El dios de los Cielos reunió a los dioses en en conciliábulo y, tras deliberar, decidieron limitar severamente, el número de humanos. Para eso, lanzaron una plaga mortífera sobre la tierra.
Mas el hijo menor de An, el dios de las aguas, el mañoso Enki, conocedor de toda clase de trucos con los que solucionar, por las buenas o las malas, toda clase de problemas, decidió advertir a los hombres del peligro que corrían, y explicarles cómo sobrevivir a la amenaza. Los humanos eran sus criaturas: los había modelado con barro. No podía echarlos a perder. Así, cuando una inmisericorde sequía se abatió sobre la tierra, los humanos, aconsejados por el dios Enki, empezaron a dirigir todas sus oraciones hacia el dios de las tormentas quien, halagado, y apiadado, abrió finalmente las compuertas del cielo. Los humanos se salvaron. Y volvieron a crecer.
El dios del Cielo, entonces, volvió a reunir a los dioses en un cónclave, y decidió castigar a los hombres con una nueva y más grave plaga. De nuevo Enki intervino y halló la manera de que los hombres se sobrepusieran a este nuevo cataclismo.

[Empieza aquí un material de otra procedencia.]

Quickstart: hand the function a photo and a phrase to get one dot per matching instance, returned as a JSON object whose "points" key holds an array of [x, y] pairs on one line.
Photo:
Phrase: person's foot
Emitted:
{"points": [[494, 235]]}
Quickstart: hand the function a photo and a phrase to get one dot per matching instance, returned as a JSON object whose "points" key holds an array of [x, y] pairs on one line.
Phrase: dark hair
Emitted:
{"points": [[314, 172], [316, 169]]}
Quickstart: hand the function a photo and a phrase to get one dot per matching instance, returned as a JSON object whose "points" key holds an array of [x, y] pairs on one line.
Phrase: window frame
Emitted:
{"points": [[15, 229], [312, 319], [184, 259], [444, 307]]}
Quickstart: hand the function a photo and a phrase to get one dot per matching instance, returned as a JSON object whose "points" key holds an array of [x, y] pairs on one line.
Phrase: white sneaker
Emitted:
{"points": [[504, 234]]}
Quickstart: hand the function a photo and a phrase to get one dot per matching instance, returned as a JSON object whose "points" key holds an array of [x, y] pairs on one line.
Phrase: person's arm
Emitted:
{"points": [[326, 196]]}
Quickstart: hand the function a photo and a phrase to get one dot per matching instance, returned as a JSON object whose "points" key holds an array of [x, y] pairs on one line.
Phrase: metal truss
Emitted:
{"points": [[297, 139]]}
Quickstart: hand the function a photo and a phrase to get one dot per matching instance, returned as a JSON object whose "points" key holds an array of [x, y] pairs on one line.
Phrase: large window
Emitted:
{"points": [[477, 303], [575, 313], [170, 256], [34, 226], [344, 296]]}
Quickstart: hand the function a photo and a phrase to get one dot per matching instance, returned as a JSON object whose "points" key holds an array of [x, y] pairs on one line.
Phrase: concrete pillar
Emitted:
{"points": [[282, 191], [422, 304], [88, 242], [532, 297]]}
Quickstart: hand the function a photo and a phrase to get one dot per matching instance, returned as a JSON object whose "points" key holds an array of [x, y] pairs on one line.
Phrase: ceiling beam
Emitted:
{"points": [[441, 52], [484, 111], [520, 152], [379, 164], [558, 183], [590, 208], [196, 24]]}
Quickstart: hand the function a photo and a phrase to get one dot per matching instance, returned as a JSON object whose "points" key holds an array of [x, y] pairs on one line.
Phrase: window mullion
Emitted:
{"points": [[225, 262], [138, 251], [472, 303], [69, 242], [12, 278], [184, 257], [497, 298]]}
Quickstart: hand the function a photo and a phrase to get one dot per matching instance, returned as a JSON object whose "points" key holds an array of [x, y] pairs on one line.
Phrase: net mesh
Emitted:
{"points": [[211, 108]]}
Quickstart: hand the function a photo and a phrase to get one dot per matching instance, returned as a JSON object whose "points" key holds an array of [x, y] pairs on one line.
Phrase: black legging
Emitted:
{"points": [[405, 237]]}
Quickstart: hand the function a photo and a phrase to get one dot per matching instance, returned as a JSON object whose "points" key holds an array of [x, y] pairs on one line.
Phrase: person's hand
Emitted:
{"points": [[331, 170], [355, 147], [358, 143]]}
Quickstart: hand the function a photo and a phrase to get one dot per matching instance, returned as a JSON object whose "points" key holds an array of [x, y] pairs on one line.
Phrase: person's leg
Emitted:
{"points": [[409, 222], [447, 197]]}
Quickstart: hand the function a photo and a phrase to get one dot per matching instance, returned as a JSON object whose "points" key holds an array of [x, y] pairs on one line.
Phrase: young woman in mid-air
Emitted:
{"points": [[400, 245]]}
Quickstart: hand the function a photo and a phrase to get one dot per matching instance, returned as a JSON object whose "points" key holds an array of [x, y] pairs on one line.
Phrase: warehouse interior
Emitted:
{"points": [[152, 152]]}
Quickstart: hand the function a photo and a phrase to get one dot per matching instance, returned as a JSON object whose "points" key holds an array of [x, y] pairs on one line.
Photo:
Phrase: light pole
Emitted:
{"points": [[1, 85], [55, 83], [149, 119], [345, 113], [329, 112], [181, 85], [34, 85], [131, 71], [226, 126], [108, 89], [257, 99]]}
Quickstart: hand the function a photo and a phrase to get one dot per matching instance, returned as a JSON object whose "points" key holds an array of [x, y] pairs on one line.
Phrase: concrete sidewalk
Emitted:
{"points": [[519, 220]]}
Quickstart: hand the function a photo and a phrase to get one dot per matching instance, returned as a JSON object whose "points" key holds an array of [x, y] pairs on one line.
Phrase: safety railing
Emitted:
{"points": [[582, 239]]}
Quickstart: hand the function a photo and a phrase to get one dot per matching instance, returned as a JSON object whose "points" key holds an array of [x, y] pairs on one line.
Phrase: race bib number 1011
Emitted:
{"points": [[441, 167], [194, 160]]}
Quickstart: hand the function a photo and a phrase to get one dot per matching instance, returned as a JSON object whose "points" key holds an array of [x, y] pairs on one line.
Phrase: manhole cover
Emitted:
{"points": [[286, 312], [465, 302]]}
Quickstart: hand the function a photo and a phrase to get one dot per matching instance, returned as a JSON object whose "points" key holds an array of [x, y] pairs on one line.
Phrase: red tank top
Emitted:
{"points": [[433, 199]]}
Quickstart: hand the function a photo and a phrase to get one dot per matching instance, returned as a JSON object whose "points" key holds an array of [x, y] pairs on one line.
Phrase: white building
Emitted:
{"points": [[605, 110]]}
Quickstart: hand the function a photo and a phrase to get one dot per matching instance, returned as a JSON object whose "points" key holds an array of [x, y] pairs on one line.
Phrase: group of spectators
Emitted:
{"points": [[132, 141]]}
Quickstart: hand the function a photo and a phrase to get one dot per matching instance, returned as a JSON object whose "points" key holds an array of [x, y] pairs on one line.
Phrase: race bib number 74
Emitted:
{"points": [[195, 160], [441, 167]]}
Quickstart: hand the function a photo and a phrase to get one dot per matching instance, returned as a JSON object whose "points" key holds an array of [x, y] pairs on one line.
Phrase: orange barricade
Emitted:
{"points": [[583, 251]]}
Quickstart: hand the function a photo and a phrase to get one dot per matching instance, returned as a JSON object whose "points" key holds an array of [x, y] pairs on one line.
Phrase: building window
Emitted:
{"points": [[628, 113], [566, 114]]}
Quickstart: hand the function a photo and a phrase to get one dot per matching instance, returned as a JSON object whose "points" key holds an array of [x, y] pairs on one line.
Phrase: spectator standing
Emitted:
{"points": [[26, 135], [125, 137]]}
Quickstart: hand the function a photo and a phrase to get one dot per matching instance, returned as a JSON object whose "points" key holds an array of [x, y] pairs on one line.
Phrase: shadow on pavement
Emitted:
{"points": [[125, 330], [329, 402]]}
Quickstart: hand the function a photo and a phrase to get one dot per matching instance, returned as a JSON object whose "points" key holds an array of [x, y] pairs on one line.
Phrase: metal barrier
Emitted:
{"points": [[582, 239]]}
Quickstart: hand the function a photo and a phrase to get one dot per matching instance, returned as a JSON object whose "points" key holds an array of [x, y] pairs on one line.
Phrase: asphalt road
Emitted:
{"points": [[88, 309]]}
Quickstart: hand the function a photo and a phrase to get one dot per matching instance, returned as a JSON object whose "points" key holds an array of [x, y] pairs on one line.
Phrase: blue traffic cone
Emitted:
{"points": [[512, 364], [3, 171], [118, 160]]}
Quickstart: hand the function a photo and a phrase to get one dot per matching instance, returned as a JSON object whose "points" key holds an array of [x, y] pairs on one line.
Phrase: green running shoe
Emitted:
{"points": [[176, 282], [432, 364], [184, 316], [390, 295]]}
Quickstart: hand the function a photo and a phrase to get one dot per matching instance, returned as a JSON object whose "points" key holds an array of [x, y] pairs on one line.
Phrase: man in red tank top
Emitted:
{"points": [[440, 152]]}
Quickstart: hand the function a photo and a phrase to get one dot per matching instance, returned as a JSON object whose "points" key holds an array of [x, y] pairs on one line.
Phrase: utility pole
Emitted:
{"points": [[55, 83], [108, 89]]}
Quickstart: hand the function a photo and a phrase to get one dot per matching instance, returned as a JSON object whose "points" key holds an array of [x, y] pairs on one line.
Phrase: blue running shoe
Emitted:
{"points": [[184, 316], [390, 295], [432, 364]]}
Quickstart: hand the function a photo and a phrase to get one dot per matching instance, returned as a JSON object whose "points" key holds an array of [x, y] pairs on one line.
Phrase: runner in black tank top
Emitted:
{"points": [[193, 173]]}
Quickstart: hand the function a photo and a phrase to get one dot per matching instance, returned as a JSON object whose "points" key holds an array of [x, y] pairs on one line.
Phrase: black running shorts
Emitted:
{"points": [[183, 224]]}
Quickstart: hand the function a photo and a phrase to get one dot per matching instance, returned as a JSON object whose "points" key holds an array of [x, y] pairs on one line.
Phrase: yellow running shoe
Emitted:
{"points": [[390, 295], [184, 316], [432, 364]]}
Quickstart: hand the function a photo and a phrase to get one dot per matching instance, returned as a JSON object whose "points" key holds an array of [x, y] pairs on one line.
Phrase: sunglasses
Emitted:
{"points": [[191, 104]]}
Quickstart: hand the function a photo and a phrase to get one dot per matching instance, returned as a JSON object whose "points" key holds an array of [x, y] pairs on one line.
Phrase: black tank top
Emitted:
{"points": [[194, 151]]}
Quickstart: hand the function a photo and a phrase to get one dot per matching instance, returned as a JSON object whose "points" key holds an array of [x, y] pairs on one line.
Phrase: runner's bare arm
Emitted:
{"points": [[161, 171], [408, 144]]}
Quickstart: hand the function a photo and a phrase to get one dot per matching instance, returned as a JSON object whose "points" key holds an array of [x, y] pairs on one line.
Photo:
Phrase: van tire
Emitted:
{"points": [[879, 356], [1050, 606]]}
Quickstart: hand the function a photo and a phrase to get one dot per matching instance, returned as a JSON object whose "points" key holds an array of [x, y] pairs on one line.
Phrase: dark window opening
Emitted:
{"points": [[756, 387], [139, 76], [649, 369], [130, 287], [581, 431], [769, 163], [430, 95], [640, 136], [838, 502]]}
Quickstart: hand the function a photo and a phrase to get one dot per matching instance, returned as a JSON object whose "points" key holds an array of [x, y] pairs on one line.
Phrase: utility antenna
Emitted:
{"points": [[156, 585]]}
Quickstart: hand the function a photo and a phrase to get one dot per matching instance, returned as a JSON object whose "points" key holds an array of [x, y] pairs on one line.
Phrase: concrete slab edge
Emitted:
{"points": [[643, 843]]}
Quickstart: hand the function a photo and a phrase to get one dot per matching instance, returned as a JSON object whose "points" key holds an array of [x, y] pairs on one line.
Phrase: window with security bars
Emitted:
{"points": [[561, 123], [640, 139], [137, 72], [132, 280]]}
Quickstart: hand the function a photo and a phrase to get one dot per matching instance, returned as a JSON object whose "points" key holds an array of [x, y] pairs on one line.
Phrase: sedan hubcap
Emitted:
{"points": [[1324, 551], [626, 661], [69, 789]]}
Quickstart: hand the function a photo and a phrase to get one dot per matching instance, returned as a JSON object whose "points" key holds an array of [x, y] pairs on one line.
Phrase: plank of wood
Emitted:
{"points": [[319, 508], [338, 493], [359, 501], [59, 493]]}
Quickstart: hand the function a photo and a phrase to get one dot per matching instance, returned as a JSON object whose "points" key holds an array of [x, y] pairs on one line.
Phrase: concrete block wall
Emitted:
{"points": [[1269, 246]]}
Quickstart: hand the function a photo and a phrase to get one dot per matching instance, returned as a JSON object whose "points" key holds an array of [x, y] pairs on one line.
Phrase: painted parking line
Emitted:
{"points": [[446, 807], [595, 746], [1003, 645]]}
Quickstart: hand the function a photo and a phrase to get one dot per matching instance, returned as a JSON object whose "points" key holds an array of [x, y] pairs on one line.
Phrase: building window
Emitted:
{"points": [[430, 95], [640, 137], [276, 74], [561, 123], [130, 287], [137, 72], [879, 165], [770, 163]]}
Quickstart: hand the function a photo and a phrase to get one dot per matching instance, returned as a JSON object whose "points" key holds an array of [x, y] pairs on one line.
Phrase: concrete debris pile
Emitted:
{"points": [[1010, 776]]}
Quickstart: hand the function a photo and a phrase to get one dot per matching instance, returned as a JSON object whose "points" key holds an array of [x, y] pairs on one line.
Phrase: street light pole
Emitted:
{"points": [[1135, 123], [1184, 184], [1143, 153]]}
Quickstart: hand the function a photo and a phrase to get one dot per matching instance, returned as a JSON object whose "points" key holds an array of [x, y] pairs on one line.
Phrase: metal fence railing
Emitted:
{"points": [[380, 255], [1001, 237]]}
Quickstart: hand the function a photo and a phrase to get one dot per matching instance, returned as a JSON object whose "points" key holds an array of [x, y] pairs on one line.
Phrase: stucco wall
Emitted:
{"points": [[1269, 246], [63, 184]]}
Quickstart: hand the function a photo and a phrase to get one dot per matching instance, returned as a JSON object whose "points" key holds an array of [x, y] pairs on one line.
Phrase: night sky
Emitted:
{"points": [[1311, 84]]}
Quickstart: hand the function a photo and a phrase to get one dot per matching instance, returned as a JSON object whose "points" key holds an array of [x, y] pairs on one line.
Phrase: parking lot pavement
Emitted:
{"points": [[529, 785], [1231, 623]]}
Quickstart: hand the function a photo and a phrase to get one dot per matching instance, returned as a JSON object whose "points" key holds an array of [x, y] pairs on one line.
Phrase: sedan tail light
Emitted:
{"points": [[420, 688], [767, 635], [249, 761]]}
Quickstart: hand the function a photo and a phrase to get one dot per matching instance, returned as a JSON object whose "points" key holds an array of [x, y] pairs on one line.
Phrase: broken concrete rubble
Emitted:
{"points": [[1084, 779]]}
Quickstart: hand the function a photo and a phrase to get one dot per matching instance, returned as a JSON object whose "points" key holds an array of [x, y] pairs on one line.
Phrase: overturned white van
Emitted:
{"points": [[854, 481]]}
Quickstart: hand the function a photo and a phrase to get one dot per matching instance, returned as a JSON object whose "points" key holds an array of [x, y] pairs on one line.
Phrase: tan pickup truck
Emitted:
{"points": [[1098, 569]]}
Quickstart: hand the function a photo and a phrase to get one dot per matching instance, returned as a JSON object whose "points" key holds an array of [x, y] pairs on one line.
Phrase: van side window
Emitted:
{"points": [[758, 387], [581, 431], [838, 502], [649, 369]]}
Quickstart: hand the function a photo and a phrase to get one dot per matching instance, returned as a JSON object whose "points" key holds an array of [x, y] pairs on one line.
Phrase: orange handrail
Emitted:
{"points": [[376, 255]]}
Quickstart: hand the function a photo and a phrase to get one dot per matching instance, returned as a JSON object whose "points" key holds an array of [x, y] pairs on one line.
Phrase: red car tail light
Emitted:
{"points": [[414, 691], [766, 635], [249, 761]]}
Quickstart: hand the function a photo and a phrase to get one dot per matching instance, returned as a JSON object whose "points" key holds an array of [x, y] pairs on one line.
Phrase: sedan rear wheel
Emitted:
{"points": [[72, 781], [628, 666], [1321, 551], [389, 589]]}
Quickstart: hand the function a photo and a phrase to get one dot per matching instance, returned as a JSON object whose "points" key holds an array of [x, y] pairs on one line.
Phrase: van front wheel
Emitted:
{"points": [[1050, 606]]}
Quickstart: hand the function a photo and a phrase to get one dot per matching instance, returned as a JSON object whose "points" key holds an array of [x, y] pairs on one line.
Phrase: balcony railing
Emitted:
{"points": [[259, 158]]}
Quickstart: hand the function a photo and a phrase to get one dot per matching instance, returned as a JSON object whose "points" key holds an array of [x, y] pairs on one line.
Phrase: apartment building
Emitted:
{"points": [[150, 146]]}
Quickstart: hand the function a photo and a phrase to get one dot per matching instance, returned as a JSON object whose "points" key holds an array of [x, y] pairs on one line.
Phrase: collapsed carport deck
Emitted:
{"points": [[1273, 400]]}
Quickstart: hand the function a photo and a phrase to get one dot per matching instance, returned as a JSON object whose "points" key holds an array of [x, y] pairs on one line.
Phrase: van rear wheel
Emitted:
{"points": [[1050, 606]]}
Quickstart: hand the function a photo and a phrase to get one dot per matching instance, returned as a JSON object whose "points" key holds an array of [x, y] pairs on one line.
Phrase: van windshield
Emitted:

La situación se repitió tres veces.
Cuando la cuarta, el dios del Cielo, no solo planificó la más mortífera destrucción -que acabaría con todos los humanos- sino que exigió que ningún dios se dirigiera a aquéllos. Las órdenes del Cielo debían cumplirse. El dios Enki, esta vez, no podía traicionar al Cielo.
Pero el dios del cielo había exigido que nadie hablara con los humanos, pero no que no se hablara con otros seres o entes.
He aquí, entonces, que Enki se dirigió a los cañaverales, "soplándoles" lo que iba a ocurrir, justo en el momento en que Utnapishtim, un humano, navegaba por las marismas, rozando los juncos que, agitados por el viento, amplificaban los soplos.
Es así como Utnapishtim supo qué iba a ocurrir y cómo debía actuar. Utnapishtim era un hombre sabio y prudente. Era un sacerdote al cuidado del templo de Enki, precisamente. Oyó que debía apartarse de la ciudad y construir un arca de madera calafeteada, tan grande como el mundo, en la que encerraría ejemplares de todos los animales, y representantes de todos los gremios, en cuanto cayeran las primeras gotas.
Pues el definitivo castigo divino iba a ser un diluvio que anegaría la tierra y ahogaría a todos los pobladores.
Mas, preguntó Utnapishtim, cómo podría ausentarse de la ciudad y desatender el templo, sin levantar sospechas.
Los juncos le contestaron que decía contar que había sido apartado de la vida comunitaria por una señal divina, a fin que no disfrutara de unos bienes que iban a caer del cielo. Explicaría que Enki lo odiaba: No mentiría; el término que se traduce por odiar también indica una señal mágica; que es lo que había ocurrido.
Los bienes iban a ser un verdadero maná: un tipo de galletas; alimentos dulces en abundancia.
La palabra que Enki utilizó era kukkum: un tipo de pastel.
Pero kukkum, sin duda, sonaría como kukkûm: tinieblas.
Utnapishtim tampoco mentiría a sus conciudadanos.
Pues en cuando las tinieblas se abatieron sobre la tierra, Adad, el dios de las tormentas avanzó, los dioses de la peste y de los infiernos, Erra y Nergal, abrieron las compuertas del cielo, y el dios de la guerra Ninurta hizo que los pantanos desbordaran. El diluvio, que duraría seis noches y siete días, se desató.
Agradezco al arquitecto Marc Marín, doctorando en arquitectura y arqueología del Próximo Oriente antiguo, estudioso de asiriología, en la Universidad de Filadelfia, el comentario sobre este punto esencial del Mito del Diluvio.